Seriam todos esses 318 assassinatos crimes homofóbicos? O Prof.Luiz Mott é categórico: “99% destes “homocídios” contra LGBT têm como motivo, seja a LGBTfobia individual (quando o assassino tem mal resolvida sua própria sexualidade), seja a homotransfobia cultural (que expulsa as travestis para as margens da sociedade onde a violência é endêmica), seja a homofobia institucional (quando os governos não garantem a segurança dos espaços frequentados pela população LGBT nem aprovam leis condenatórias da LGBTfobia). Mesmo quando uma trans está envolvida com ilícitos – drogas, furtos – sua condição de “viado” aumenta o ódio e a violência na execução do crime. De Norte a Sul do Brasil se ouve dizer: “viado tem mais é que morrer!” e pais e mães, repetem como o Deputado Jair Bolsonaro, “prefiro meu filho morto do que homossexual!” A recente lei de “feminicídio” preconceituosamente excluiu as mulhres transexuais de sua abrangência.

O Presidente do Grupo Gay da Bahia, o historiador Marcelo Cerqueira, acrescenta: “quando o Movimento Negro ou as feministas divulgam suas estatísticas, não se questiona se o motivo das mortes foi racismo ou machismo, porque então exigir só do movimento LGBT atestado de ódio ideológico nestes crimes hediondos? Ser travesti, lésbica ou gay já é um agravante de periculosidade dentro da intolerância  machista dominante em nosso país!”
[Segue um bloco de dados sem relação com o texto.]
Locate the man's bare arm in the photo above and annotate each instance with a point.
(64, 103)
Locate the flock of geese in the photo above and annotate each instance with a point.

Para o coordenador do banco de dados desta pesquisa, o analista de sistemas Eduardo Michels, do Rio de Janeiro, “a subnotificação destes crimes é notória, indicando que tais números representam apenas a ponta de um iceberg de violência e sangue, já que nosso banco de dados é construído a partir de notícias de jornal e internet. Infelizmente são raríssimas as informações enviadas pelas mais de trezentas Ongs LGBT brasileiras. E a Secretaria Nacional de Direitos Humanos e o Disk 100  atestam sua incompetência ao não documentar a violência letal contra mais de 10% da população brasileira constituída por LGBT. A realidade deve certamente ultrapassar em muito tais estimativas, sobretudo nos últimos anos, quando os familiares das vítimas, policiais e delegados cada vez mais, sem provas e sem base teórica, descartam preconceituosamente a presença de homofobia em muitos desses homocídios”.

Mott completa: “Lastimavelmente, a violência anti-homossexual cresce incontrolavelmente no Brasil. Nos 8 anos do governo FHC, foram documentados 1023 crimes homofóbicos, uma média de 127 por ano; no Governo Lula, subiram para 1306, com média de 163 assassinatos por ano; nos 5 anos, no Governo Dilma, tais crimes atingiriram  a cifra de 1561, com média de 312 assassinados anuais – mais que o dobro da média dos governos anteriores. Daí a urgência da Presidenta cumprir sua promessa de campanha de criminalizar a homofobia – segundo ela, uma barbárie!”

E o ano novo começa ainda mais homofóbico: em janeiro de 2016 já foram documentados 30 assassinatos de LGBT em 28 dias, um assassinato a cada 22 horas!